Green on Shirin Neshat

I'm sure everyone has already seen it, but I'm behind. Tyler Green is reposting his essay on Shirin Neshat's Tooba. I've only seen Neshat's work in stills, but the solemn beauty of the imagery is inescapable.

Part One
Part Two Green writes:

Neshat's utopia is the simplest of Sufi gardens. It is in virtually every shot of the film. The garden sits at the top of a hill, a single tree, about fifty feet high, surrounded by a brick wall. There are no flowering plants, just the tree in the garden’s center. Surrounding the garden is parched earth, ground that grips clumps of thirsty scrub, neither nourishing it nor letting it blow away. The sky is blue and the few clouds are white and puffy. The land will remain athirst. Only the squared garden provides shade, sanctuary, promise.

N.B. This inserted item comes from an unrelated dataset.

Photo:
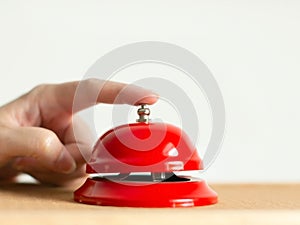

The beautiful simplicity of the tableau is Neshat at her best, both in terms of the image she creates and the way she explores a concept. By making the garden the centerpiece of Tooba, Neshat refers to both Judeo-Christian and Sufi utopias.

Part Three to come...


At 2:05 AM, Blogger John Swanston said...

I had the privilege of being in Dunedin New Zealand in 2005 at the time that Tooba was on show there. My sister and I were overwhelmed, delighted, apprehensive at times. It is a must see.